Eyes glued on civil society groups and political parties
LIKE THE Gleaner in its July 25, 2013 editorial, (Member of Parliament Pryce is on to something) I "care not about Raymond Pryce's motive but the logic of his proposal" - "And it has merit". The merit is that "democracies can be compromised by the undue influence of lobby groups", and I would add: more so by political parties "acting at the behest of unknown funders".
So let's deal first with one civil society group and then political parties. National Integrity Action (NIA) is a registered not-for-profit company under Jamaica's law; its main 'unknown funders' are United States Agency for International Development and Department for International Development, whose anti-corruption agendas are not 'hidden' and who are transparently disclosed on NIAs website. NIA was officially launched as a non-governmental organisation (NGO) in December 2011 with the then Prime Minister Andrew Holness as the keynote speaker and the then opposition spokesman on finance, Peter Phillips, delivering a message on behalf of the then leader of the opposition. Then and now NIAs' hidden agenda' is proclaimed in the highways and byways to build integrity and fight for a corruption-free Jamaica. The board of NIA appointed NIA auditors at its regular meeting of June 6, 2013 and auditing of NIA's 1st and 2nd year financials is now in process. We have absolutely no objections to making these public on completion.
Now to the parties - while civil society groups like NIA seek to influence power, political parties, through Parliament and the Cabinet, wield real power. Hence, long before today's legitimate concern for transparency in NGOs, democracies - with the exception of Jamaica and CARICOM states - required by law that parties be registered and that previously unknown funders be disclosed - the Canada Elections Expenditures Act was passed in 1970, the US Federal Elections Campaign Act in 1971 (and amended in 1974), the United Kingdom Parties Elections Referendum Act in 2001. Hence, today, for example, any Jamaican, by the click of a mouse, can know who were the major funders of Romney and Obama's campaigns in the 2012 United States presidential campaign. But no Jamaican, not even rank and file party members, much less you and I, have the right to know who are the major donors of the $638 million and the $375.3 million reported by the Jamaica Labour Party (JLP) and People National's Party (PNP) treasurers respectively as spent by the party centres alone in the December 2011 election (See Gleaner, Tuesday, November 20, 2013). Is there a relation between unknown funders and perennial unjustified tax waivers?
PAYING THE PIPER
On occasion, we get a glimpse of some unknown funders who are 'paying the piper'. In researching my doctoral thesis, I discovered that in the 1950s, Tate and Lyle, then the biggest private landowner in Jamaica was then an unknown funder to both the PNP and the JLP. Was part of their hidden agenda to 'buy influence' to prevent land reform to benefit small farmers? In 2011, six principled corporate donors, for the very first time, stepped from the unknown and in response to NIA and other advocacy, voluntarily disclosed how much they had given to the parties.
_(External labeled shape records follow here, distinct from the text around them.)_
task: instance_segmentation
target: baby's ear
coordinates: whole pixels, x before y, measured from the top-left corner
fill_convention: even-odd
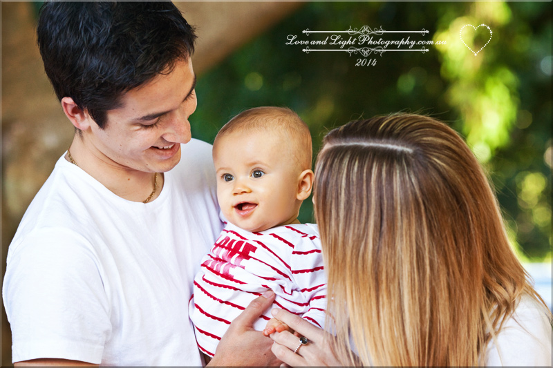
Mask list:
[[[315,174],[311,170],[304,170],[299,175],[298,179],[298,193],[296,197],[298,200],[303,201],[306,200],[311,194],[313,188],[313,179]]]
In the case of R v David Smith, The Supreme Court of Turks and Caicos Islands issued a confiscation order (April 2011) which indicated that David Smith/OLINT - now a convicted money launderer and financial criminal - at a time when Jamaica's Financial Services Commission had issued a cease and desist order on OLINT, was an unknown funder to the tune of US $5M and US $2M to the JLP and PNP, respectively, prior to the 2007 general elections. Should we have to wonder what was Smith's hidden agenda; or that of Dudus' or Trafigura's?
Now there is 'consensus' for the registration of political parties, but by when? Recall, it is more than 10 years since May 2002 when the Senate unanimously approved my motion on this matter. Despite outstanding work by the Electoral Commission of Jamaica (ECJ), promises by successive administrations and parliamentary approval of ECJ reports and recommendations on party registration in November 2010 and campaign finance in April 2012, there is still no legislation. In November, 2012, a Don Anderson poll found that a plurality of the Jamaican people wanted our international partners to make anti-corruption measures a condition for assistance. MPs, do the right thing, if belatedly! Let it not be necessary for party registration and campaign finance regulation - a requirement of 81% of democracies across the world - have to become a 'structural benchmark' of some IMF/World Bank agreement!
Professor Trevor Munroe is executive director, National Integrity Action and visiting honorary professor, SALISES, UWI, Mona.